Here are three tips on how to write an appropriate letter to an authority:
- write legibly, clearly and coherently
- follow the conventions on formal letter writing
- in case of doubts over language, instead of improvising contact a professional reviser or proof-reader
A piece of writing should always be clear to the reader. Formal writing does not have to be complicated or verbose. To ensure it is legible, take care over the following:
- internal and external cohesion
Clarity depends on using the appropriate vocabulary and syntax: choose the right words to express the concept and write them in a logical sequence that reflects the underlying thought or action.
Cohesion refers to consistency both within a document and as regards its context: always use the same words to express the same concepts within a text, and be consistent with other similar texts.
Accuracy means writing in a style that avoids ambiguity and generalisations, adapting the text to the type of message being sent and the addressee.
This last point is particularly important when addressing the authorities, which often use specialist jargon and language with particular connotations, aspects you will need to take into account when writing.
Letter writing conventions
Follow the style guidelines below when writing a formal letter:
- Write your address in the top right-hand corner of the letter.
- Write the address of the person you are writing to in the top left-hand corner of the letter, starting below your address.
- Write the date in full to avoid misunderstandings. For example, “15 January 2021”. The date usually goes in the top right-hand corner of the letter, below your address.
- Times should also written clearly and unambiguously. It is better to use the 24-hour clock with a full stop or colon between hours and minutes. For example, “at 15:30”, alternatively write “3.30 am” or “3.30 pm”.
- Every formal letter should have a title, subject or reference, which should be written below the date. When writing for the first time, it is best to write the subject on the right, immediately below the date. When replying to a letter, always include the reference or file number in your reply to ensure that your correspondence can be traced.
- There are no fixed rules on capitalising the names of departments or job titles: every office will have its own rules. It is best to follow the style of the authority you are communicating with. For example, “The Office of the District Attorney”.
- If you do not know the name of the person you are writing to, begin the letter “Dear Sir/Madam” and end it with “Yours faithfully”. If you know the name of the addressee, begin the letter “Dear Mr./Ms./Dr.” etc. and end it with “Yours sincerely”.
- At the end of the letter, sign and print your full name (first name followed by surname).
- If you are including documents, list them in the bottom left-hand corner of the letter.
Professional revision and proof-reading
When writing a particularly important letter or dealing with specialist issues (legal matters), it is advisable to have it revised and corrected, if not drafted, by a professional.
Proof-reading is a profession. A professional proof-reader or reviser will have all the language skills and expertise needed to identify and resolve problems in a text.

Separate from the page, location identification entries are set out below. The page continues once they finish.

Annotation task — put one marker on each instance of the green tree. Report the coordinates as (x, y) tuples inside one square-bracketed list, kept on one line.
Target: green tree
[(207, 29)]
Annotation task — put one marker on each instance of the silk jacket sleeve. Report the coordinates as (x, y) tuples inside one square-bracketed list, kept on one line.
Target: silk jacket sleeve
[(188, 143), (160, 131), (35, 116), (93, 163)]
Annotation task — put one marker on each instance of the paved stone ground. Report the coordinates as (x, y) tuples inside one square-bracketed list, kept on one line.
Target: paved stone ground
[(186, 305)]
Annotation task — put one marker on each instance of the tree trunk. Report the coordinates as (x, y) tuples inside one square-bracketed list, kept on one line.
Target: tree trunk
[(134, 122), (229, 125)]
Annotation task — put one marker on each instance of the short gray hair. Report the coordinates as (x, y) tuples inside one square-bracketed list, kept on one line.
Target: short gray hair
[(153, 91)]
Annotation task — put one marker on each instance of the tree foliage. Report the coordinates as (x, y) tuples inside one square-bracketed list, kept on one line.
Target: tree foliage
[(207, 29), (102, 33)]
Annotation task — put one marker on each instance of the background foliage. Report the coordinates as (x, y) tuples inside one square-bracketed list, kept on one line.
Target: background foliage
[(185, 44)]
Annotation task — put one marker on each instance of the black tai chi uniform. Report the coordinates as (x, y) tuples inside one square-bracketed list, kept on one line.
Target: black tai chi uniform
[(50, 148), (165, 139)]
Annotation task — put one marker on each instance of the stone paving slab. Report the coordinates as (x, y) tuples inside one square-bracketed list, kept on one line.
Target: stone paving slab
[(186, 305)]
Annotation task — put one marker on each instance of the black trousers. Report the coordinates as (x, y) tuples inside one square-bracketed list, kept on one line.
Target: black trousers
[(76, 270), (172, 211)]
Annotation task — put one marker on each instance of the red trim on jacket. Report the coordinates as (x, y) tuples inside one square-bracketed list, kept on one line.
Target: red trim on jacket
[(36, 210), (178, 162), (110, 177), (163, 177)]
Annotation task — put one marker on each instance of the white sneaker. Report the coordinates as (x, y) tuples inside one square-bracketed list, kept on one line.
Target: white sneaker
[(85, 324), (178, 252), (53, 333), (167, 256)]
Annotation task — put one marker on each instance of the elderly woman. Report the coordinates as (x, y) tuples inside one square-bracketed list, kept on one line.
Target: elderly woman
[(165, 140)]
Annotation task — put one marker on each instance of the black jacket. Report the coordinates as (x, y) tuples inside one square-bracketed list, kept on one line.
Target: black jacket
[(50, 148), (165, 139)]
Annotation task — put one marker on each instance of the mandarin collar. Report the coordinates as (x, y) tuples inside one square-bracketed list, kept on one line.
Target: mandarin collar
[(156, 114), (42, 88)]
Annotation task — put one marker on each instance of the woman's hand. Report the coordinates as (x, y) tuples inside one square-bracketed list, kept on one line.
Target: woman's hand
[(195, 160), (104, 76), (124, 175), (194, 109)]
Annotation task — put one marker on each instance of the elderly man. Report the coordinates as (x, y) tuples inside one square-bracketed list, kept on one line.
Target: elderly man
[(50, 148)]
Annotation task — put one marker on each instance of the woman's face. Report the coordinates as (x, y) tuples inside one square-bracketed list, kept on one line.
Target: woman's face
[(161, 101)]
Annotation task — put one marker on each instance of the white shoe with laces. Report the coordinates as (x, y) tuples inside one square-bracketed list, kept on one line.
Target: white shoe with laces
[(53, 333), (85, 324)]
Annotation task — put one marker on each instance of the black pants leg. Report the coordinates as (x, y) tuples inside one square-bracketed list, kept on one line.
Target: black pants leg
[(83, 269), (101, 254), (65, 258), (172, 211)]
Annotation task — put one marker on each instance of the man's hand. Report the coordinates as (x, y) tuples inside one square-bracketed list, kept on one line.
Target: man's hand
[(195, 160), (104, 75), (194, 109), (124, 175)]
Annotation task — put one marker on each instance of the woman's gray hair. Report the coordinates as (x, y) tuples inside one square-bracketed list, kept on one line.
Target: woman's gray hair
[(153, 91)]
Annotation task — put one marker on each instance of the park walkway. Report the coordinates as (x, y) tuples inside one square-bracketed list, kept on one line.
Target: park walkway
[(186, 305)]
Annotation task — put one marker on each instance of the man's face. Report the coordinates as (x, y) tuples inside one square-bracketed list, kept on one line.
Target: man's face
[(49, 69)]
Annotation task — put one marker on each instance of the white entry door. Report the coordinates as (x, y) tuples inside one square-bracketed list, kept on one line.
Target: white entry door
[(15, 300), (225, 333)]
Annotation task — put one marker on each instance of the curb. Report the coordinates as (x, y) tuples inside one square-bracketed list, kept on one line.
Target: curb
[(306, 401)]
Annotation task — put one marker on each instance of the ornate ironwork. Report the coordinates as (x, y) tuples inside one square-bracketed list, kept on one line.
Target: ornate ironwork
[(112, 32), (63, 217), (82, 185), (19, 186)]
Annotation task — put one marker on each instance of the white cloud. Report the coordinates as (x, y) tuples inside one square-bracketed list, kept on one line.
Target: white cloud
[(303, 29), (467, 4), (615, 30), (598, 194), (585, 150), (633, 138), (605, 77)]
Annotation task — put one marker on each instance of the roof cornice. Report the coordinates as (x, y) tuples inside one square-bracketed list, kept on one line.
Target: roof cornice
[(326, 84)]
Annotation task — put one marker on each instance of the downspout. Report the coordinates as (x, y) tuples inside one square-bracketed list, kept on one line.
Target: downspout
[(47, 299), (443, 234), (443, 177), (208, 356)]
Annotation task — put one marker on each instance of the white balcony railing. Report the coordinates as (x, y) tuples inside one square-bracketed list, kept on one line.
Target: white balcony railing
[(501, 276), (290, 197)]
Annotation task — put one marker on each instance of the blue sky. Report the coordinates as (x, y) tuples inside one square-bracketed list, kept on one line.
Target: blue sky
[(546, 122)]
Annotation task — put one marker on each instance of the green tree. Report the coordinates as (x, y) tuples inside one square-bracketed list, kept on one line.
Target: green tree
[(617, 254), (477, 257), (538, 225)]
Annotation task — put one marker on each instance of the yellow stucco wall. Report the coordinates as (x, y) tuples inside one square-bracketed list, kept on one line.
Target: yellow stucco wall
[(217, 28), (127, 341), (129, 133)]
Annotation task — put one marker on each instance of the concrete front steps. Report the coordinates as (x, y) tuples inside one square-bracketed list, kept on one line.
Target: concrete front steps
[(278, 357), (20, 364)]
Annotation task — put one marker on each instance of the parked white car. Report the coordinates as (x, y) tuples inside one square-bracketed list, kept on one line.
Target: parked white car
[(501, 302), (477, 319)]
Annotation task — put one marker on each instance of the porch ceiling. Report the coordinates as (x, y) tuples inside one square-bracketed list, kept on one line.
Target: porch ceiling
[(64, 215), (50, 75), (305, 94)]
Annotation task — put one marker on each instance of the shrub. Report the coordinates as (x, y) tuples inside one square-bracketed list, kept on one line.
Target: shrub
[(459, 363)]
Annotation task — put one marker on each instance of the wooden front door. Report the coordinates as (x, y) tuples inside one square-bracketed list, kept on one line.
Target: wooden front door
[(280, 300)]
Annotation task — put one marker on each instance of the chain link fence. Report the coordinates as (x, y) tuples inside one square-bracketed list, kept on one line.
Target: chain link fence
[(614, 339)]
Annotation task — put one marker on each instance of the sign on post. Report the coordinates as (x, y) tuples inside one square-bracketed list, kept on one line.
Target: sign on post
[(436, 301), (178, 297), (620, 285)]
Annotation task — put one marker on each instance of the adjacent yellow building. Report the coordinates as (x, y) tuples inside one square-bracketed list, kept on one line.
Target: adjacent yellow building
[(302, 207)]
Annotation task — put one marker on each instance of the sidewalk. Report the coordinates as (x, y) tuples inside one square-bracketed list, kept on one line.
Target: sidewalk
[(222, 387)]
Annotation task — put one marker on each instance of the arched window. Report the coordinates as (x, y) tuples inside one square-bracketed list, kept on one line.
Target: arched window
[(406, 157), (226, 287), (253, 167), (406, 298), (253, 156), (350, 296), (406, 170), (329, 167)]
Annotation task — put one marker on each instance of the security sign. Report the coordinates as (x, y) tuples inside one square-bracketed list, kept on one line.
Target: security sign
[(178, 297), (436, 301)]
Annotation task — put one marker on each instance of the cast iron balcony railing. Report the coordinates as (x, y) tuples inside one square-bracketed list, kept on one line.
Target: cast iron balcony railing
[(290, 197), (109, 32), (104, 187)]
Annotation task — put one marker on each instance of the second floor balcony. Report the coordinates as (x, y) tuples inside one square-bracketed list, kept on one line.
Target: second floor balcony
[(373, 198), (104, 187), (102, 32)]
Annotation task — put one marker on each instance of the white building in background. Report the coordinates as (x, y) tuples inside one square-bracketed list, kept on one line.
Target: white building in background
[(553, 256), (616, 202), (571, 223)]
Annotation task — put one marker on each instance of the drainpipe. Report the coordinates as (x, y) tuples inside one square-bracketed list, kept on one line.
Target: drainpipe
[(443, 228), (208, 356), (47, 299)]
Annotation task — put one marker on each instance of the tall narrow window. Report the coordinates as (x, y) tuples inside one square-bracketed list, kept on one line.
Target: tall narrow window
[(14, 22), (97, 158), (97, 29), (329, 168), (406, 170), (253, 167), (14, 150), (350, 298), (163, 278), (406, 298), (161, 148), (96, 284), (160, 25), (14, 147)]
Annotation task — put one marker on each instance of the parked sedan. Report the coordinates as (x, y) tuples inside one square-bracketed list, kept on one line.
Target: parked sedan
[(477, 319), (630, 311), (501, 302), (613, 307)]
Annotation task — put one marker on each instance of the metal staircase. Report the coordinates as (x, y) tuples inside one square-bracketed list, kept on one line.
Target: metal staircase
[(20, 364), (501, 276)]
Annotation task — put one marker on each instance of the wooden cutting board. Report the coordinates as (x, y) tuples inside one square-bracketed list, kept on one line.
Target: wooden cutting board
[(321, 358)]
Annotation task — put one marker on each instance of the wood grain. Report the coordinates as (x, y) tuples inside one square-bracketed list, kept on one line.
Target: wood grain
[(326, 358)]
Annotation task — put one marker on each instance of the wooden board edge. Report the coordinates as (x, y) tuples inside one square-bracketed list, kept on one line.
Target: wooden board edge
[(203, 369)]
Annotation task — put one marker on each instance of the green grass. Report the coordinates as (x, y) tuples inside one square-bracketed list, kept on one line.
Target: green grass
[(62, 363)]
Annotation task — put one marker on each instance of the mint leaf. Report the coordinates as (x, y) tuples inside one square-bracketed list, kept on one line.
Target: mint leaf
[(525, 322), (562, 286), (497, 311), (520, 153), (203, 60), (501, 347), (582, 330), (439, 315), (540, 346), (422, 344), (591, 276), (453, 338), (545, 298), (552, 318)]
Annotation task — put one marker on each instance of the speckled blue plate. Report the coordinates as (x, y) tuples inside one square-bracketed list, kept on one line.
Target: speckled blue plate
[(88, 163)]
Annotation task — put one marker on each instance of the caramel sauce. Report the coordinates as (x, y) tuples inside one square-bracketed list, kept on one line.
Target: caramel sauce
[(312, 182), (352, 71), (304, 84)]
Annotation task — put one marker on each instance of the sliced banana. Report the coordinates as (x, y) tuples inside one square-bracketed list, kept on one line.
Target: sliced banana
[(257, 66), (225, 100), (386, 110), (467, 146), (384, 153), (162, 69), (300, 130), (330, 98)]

To optimise the proof-reader or reviser’s time and work, it is best to:
- send them the complete text so they can decide what needs to be done;
- ensure you have covered every point before you send the letter, thereby avoiding having to add information once work is underway;
- inform the proof-reader or reviser of any deadlines and establish whether the work can be done in time;
- make any specific requests (such as adjusting the layout) before handing over the work to the proof-reader or reviser.
By following these brief guidelines, you can overcome the obstacle of a blank page and write a successful formal letter.